Genetic Effects for Femoral Biomechanics, Structure, and Density in C57BL/6J and C3H/HeJ Inbred Mouse Strains

Abstract

Genome-wide QTL analysis for bone density, structure, and biomechanical phenotypes was performed in 999 (B6xC3H)F2 mice. Multivariate phenotypes were also derived to test for pleiotropic QTL effects. Highly significant QTLs were detected with pleiotropic effects on many of these phenotypes, and QTLs with unique effects on specific phenotypes were found as well. The inbred C57BL/6J (B6) and C3H/HeJ (C3H) mouse strains were previously shown to segregate quantitative trait loci (QTLs) for femoral bone density. The 999 s filial (F2) mouse progeny were further phenotyped for measures of femoral biomechanics (load to failure, Fu; work to failure, U; stiffness, S), structure (polar moment of inertia, Ip; moment of inertia ratio, Ir), and more specific femoral midshaft bone density measures (cortical and total vBMD). Two novel multivariate phenotypes were computed using principal component analysis, thus aiding in the exploration of pleiotropic effects of the QTLs detected. Results of a genome-wide analysis provided strong evidence of pleiotropic QTL effects on chromosome 4, with six of the seven primary phenotypic measures, representing femoral biomechanics, density, and structure, producing LOD scores greater than 8. Chromosomes 1, 8, 13, and 14 were also identified as harboring QTLs that affect phenotypes in two of the three aspects of bone properties.

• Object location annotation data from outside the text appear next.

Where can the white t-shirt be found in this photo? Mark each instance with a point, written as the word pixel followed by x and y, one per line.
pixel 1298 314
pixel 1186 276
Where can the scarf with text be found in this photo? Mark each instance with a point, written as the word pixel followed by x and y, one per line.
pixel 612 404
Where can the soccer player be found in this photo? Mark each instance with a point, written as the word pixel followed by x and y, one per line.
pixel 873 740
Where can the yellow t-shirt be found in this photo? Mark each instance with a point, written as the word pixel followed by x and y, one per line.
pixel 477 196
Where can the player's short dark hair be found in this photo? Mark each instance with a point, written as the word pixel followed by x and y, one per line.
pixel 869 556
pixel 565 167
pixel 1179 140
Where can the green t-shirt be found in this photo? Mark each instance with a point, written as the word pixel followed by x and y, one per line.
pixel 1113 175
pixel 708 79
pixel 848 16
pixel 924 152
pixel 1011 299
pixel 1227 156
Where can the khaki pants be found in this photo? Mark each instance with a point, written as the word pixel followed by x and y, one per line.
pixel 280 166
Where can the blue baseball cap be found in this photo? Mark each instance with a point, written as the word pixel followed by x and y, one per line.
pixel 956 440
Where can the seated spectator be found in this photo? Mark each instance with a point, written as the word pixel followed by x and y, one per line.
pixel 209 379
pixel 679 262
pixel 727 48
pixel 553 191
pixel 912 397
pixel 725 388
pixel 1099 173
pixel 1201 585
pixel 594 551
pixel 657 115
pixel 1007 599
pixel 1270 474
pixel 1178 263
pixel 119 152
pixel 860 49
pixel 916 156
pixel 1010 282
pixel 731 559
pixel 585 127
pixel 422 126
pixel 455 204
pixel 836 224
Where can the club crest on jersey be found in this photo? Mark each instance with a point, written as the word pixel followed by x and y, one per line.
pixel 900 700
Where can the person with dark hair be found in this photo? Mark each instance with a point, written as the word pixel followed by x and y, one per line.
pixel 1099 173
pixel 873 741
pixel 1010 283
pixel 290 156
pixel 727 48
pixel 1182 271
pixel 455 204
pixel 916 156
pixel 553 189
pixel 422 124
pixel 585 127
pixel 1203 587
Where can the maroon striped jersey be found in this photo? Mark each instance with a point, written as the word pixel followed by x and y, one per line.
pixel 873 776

QTLs uniquely contributing to variability in biomechanical measures were identified on chromosomes 10 and 12, whereas a QTL solely affecting structure was found on chromosome 17. Analysis of the evidence for pleiotropic effects using principal component analysis revealed pleiotropic QTLs on chromosomes 4 and 14, influencing nearly all the bone phenotypes measured and revealed QTLs on chromosomes 1, 8, 13, and 17 with pleiotropic effects restricted to either density or the structure and stiffness phenotypes. The use of multivariate phenotypes has allowed us to identify pleiotropic effects of several QTLs previously linked in studies of other mouse strains and in human studies of bone mineral density and femoral structure, which will provide important insight regarding the importance of allelic variation on the entire skeleton.